Certo, questa storia di Fontivegge, punto simbolico della politica per la sicurezza, è davvero per gli inquilini di Palazzo dei Priori la linea del Piave. Forse è per questo che hanno pensato all'esercito ed è per questo che ci stanno lavorando sin dalla prima ora. La stazione, il centro direzionale, la pessima edilizia che ha soffocato quel punto così delicato dove finisce il colle perugino e comincia la terra del contado. Sintesi delle sviluppo distorto che abbiamo conosciuto per qualche lungo decennio. Giusto ripartire da qui, e se lo si fa si deve sapere che bisogna immaginarla tutta intera questa zona e tutta intera la somma dei suoi problemi. Evocare l'esercito è solo un errore di prospettiva, una gaffe clamorosa anche dal punto di vista della comunicazione perché il nostro sindaco ci sta dicendo che non sa più dove mettere le mani e, cosa ancora più grave, dimostra di non aver capito cosa è oggi Fontivegge e tutto quello che ha prodotto la più grande speculazione edilizia del dopoguerra. Ripensare Fontivegge significa fare i conti con l'edilizia che gli gira attorno, quella civile e quella pubblica, la mobilità e il traffico che spezza un due il quartiere e lo ammorba con i suoi fumi. L'esercito ci serve se c'è una calamità naturale, un terremoto o un'alluvione, al netto di quella complessa struttura che è la Protezione civile. Tutto serve, per carità, tutto può essere utile, persino la polizia provinciale, una specie di piccolo esercito di pace inventato quando le Province erano le Province, ma a Fontivegge la calamità che dovremmo affrontare è di carattere sociale. Tocca di sicuro il tema dell'immigrazione, ma anche del lavoro, della mobilità e soprattutto il male di vivere che si incancrenisce in un posto dove non c'è un senso, un perché. Nei centri direzionali alle sei del pomeriggio si chiude e l'ultimo che esce spegne la luce. Resta accesa quella dei piccoli appartamenti costruiti così proprio per la gente di passaggio che non ha e non può avere legami sociali condivisi. Un enorme residence, questa è l'identità più profonda di Fontivegge. E' così che qui con il calare della luce del sole restano aperte, per necessità, solo le porte della stazione ed è qui che si concentra ancor di più il malessere di un posto che non è di nessuno. Cosa c'entra con tutto questo l'esercito?

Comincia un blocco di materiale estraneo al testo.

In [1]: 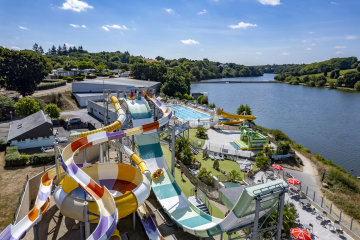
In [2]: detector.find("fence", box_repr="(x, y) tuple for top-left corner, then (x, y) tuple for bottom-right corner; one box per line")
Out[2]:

A Palazzo dei Priori pensano di incrementare ancor di più la funzione direzionale, che è in pratica la malattia più grave di questo quartiere. O magari portarci le sedi delle associazioni (quali, quelle di quartiere?) che sono, sino a prova contraria, libere di stare dove gli pare e soprattutto dove serve la loro presenza e cioè nel territorio, nel tessuto vivo della nostra comunità. Per salvarsi, Fontivegge deve aprirsi e non chiudersi in se stessa, trovare interessi comuni con gli altri quartieri residenziali vicini, connettersi con il centro e le sue funzioni. Ripensare la città e capire dove può trovare una ragione sociale questa nuova frontiera chiamata Fontivegge. Un progetto dove dopo le sei del pomeriggio la luce resti ancora accesa per tutti. Il cambiamento del resto, non regala scorciatoie.